04:56 PM
Prior Art
BERNARDO: Who's there?
FRANCISCO: Nay, answer me: stand, and unfold yourself.
BERNARDO: Long live the king!
FRANCISCO: Bernardo?
BERNARDO: He.
-William Shakespeare, Hamlet, Act 1, Scene 1
Inventors sometimes claim to have discovered processes that have ample precedent in the centuries before e-commerce. Consider two-way authentication, for example.
On a dark night in Elsinore, two armored guards would have had to establish protocols for identifying one another. Thus, Bernardo "unfolds" himself with an appropriate pass-phrase known to the other guard.
But, since Bernardo cannot be sure whether he's speaking to Francisco or a deadly imposter, he does not blithely blurt out his pass-phrase at the first opportunity. Instead, he issues a preemptory challenge: "Who's there?" An imposter might respond with "'Tis Francisco." But anything save the correct counter-phrase would have alerted Bernardo to a ruse. Once Francisco authenticates himself as an honest soldier, Bernardo responds with his unique pass-phrase: "Long live the king!"
Francisco recognizes and responds to Bernardo's unique pass-phrase, and the two-way identity challenge is complete. Each is satisfied at the identity of his counterpart.
Granted, most productions of Hamlet don't focus on the secure-authentication implications of the opening scene.
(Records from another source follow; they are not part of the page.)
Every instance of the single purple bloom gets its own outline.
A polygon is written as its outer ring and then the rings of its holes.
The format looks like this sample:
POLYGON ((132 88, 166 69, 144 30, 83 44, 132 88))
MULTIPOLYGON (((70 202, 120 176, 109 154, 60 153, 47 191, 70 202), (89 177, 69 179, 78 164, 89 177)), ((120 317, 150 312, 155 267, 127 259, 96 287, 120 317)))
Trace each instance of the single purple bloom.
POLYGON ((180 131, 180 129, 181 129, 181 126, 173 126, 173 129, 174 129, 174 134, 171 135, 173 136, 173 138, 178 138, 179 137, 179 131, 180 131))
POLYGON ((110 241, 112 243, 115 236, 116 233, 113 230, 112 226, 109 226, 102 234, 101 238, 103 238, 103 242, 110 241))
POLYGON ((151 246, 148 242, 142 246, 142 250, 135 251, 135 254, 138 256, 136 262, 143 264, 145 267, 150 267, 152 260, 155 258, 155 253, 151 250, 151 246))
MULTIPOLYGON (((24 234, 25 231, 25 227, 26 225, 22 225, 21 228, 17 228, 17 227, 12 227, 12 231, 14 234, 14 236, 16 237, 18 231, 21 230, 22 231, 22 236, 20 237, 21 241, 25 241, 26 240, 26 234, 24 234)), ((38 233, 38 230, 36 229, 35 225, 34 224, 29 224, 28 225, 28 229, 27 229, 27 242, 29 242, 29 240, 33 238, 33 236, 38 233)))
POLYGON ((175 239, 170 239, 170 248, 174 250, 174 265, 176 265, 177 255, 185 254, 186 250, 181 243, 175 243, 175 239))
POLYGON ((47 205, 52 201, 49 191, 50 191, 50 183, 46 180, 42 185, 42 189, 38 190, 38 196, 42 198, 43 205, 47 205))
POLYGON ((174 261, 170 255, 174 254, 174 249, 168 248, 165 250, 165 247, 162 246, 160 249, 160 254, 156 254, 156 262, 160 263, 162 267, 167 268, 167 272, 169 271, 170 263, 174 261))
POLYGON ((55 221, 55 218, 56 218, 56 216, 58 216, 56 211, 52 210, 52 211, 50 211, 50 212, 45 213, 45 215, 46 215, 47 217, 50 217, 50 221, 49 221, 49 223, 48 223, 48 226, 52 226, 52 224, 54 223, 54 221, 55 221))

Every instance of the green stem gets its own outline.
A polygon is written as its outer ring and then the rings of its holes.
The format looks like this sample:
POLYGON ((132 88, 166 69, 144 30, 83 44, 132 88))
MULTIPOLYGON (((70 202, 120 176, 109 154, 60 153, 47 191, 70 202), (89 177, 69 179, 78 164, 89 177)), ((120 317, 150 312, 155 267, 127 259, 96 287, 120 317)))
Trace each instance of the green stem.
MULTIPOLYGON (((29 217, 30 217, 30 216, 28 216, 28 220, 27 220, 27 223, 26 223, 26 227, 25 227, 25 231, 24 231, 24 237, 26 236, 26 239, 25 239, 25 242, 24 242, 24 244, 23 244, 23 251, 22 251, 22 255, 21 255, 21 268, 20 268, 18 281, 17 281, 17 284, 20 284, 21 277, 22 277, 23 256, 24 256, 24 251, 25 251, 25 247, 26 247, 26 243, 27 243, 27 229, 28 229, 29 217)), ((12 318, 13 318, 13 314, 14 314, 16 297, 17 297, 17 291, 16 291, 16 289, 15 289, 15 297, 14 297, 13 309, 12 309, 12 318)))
So you wouldn't necessarily catch these nuances by watching, say, Mel Gibson's filmed version. But that's the beauty of Shakespeare's corpus, through which you can discover reflections of your own self.
Since I spend my days thinking and writing about innovations in banking, that's part of what I find in Hamlet.
But even while spinning my most outlandish interpretations, I always take pains to stay faithful to the text. Unfortunately, it's all too common to see a staging of Shakespeare in which the director subverts the beauty of the original by injecting politicized claptrap for misguided ends.
I wonder what Mel Gibson's doing these days.